Nina barely hesitated before replying, “Yes.”  She suspected the lie would return to haunt her but saw no harm in it. It was hardly relevant and could do no one any good to know that Ray and Max were lovers. Oh, God, what next? She shivered, and was glad of Carol Brady’s comforting arm. 
“And do you still think Max was lying?”
“No. Oh, I don’t know. Teenager girls do get crushes on older men, don’t they? Maybe Max was telling the truth and it was all in her head. That’s the first thought that went through mine when that awful woman fell into my arms.

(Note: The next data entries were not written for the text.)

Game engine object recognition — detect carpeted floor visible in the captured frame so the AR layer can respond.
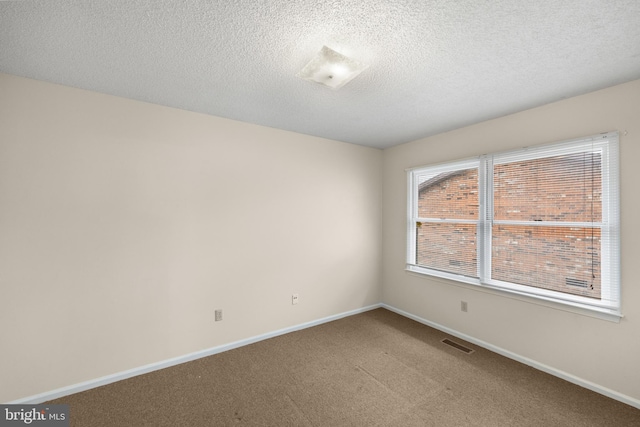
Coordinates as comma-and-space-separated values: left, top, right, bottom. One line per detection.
49, 309, 640, 427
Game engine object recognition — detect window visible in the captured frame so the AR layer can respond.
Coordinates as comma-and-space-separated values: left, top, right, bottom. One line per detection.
407, 132, 620, 316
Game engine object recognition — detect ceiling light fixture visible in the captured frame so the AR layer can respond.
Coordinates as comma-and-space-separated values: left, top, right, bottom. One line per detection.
298, 46, 369, 89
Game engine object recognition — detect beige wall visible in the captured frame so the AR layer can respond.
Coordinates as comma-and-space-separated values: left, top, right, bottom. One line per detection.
0, 74, 382, 402
383, 81, 640, 400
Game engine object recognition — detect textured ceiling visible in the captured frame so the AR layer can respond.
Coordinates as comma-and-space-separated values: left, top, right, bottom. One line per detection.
0, 0, 640, 148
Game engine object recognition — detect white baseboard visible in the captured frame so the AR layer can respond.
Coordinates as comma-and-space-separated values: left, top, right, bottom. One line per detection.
380, 304, 640, 409
7, 304, 382, 405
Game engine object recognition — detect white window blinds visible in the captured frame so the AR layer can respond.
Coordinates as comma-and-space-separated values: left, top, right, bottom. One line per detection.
407, 132, 620, 313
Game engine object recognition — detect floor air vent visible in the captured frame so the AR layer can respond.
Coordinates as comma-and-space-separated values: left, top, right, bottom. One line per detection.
440, 338, 474, 354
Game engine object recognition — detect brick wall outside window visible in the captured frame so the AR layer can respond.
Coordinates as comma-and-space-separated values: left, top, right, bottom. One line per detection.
416, 154, 602, 298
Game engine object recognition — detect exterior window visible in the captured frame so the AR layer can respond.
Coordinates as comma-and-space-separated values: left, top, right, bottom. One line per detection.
407, 133, 620, 315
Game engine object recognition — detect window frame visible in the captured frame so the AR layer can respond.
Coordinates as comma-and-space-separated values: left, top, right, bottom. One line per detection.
406, 132, 622, 320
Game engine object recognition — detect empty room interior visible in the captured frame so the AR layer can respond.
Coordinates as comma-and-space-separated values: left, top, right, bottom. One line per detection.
0, 0, 640, 425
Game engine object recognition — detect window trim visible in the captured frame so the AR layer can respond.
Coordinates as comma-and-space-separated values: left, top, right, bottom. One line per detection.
405, 132, 623, 320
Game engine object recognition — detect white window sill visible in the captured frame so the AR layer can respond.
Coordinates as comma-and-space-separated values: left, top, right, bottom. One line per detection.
406, 268, 624, 323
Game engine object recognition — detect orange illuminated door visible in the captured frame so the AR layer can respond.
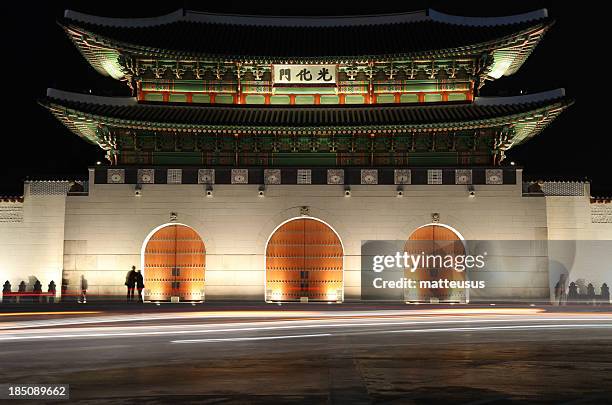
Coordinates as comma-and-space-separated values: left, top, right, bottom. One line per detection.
144, 225, 206, 301
266, 218, 343, 301
405, 224, 465, 302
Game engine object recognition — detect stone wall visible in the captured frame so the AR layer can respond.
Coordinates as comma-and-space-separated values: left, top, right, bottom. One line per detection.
0, 182, 68, 292
64, 168, 549, 300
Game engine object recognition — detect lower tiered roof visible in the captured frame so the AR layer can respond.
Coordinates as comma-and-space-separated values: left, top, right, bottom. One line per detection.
41, 89, 572, 146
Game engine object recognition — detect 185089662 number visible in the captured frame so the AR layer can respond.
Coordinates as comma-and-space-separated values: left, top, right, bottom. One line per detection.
0, 384, 70, 399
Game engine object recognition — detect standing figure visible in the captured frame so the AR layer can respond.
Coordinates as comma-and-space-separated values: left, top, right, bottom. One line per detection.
567, 281, 578, 304
79, 274, 89, 304
136, 270, 144, 302
125, 266, 136, 302
601, 283, 610, 304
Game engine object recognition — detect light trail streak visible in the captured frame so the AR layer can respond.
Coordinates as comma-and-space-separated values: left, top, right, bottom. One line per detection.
0, 316, 612, 341
171, 333, 332, 343
0, 311, 102, 316
170, 324, 612, 343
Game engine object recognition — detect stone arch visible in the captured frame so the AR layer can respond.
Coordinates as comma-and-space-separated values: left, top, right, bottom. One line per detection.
141, 222, 206, 301
404, 223, 468, 302
265, 216, 344, 301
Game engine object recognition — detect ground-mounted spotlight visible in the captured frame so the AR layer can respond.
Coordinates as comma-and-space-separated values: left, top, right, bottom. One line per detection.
468, 184, 476, 198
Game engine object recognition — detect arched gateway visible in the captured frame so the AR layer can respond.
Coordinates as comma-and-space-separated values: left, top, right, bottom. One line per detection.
143, 224, 206, 301
405, 224, 467, 302
266, 218, 344, 301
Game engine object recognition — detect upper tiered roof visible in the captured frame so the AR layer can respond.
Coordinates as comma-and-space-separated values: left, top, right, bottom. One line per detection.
60, 9, 553, 75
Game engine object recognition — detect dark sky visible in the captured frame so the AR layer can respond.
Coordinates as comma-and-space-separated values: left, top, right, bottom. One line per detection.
0, 0, 612, 196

Not who she was or whether she was half alive or dead, but that Max may have been telling the truth about Pip if he was having an affair with this…’Gypsy’ person.”
“And was she alive or dead when you left her?” Carol asked quietly.
Nina shook her head. “I haven’t the faintest idea. It was all too much to take in. I kept thinking I must find Pip so dashed out of the house and drove straight to the railway station. Luckily she’d missed one train and was waiting for the next. We drove back to the house. I thought Max was dead, but Pip kept saying he was still alive. We had to know for sure. We were approaching the house when we saw that horrible man, Williams, come out of the house and drive away. It was Pip’s idea to follow him, not mine.”
“So what did you intend to do about Max or even Gypsy? For all the pair of you knew they could have been bleeding to death. Didn’t you even call an ambulance?” Carol was appalled.
“I know, I know. But Pip was so determined. Besides, what good would it have done for the pair of us to get involved? It was just as Pip said. If Max was dead he didn’t need our help and if he was still alive, well, he could damn well call for an ambulance himself. I knew it was wrong. But I was so confused, upset and, yes, angry. Perhaps I was so angry with Max I didn’t bloody care whether he lived or died. I know, I know, that’s a terrible thing to say. But anger…well, it distorts everything doesn’t it?”
Carol had no answer to that heartfelt plea. Did Nina really expect her to help justify what she’d done?
“You won’t tell the police, will you?  Promise me you won’t tell a soul. What good would it do?  It’s pretty obvious this ‘Gypsy’ woman killed Max or at least tried to. The police think Williams killed her and presumably tried to kill poor Pip because he suspected she knew something.  Why put poor Pip through any more hoops? Hasn’t the child suffered enough?”
Carol was partially inclined to agree. Even so, “It’s not as simple as that, Nina, and you know it. I won’t tell the police, but I’ll have to tell Freddy. He’ll know what to do for the best. He can be an impossible, bloody-minded so-and-so when he likes but he’s a damn good copper and his heart is in the right place.”
“Do you love him?” Nina asked unexpectedly.
Carol gave a pensive little shrug. She was beginning to feel weighed down by everything and everyone…Nina, Pip, Freddy, Liam, Sadie, the baby. “Come on,” she rallied quickly enough without answering the question, “the men will be wondering where we’ve got to. I’ll take the tray, you open the door.”
As soon as the two women re-entered the room, Winter could tell from her tight-lipped expression that Carol had found out something useful. She was a diamond, and no mistake. He sighed, aware too that she was very unhappy and he wasn’t helping. Even so, he was impatient to get out of this place and see how much of the bigger picture she had managed to piece together. For another half an hour, though, he was obliged to contribute occasionally to a seemingly endless stream of small talk while, try as he might, unable to catch Carol’s eye.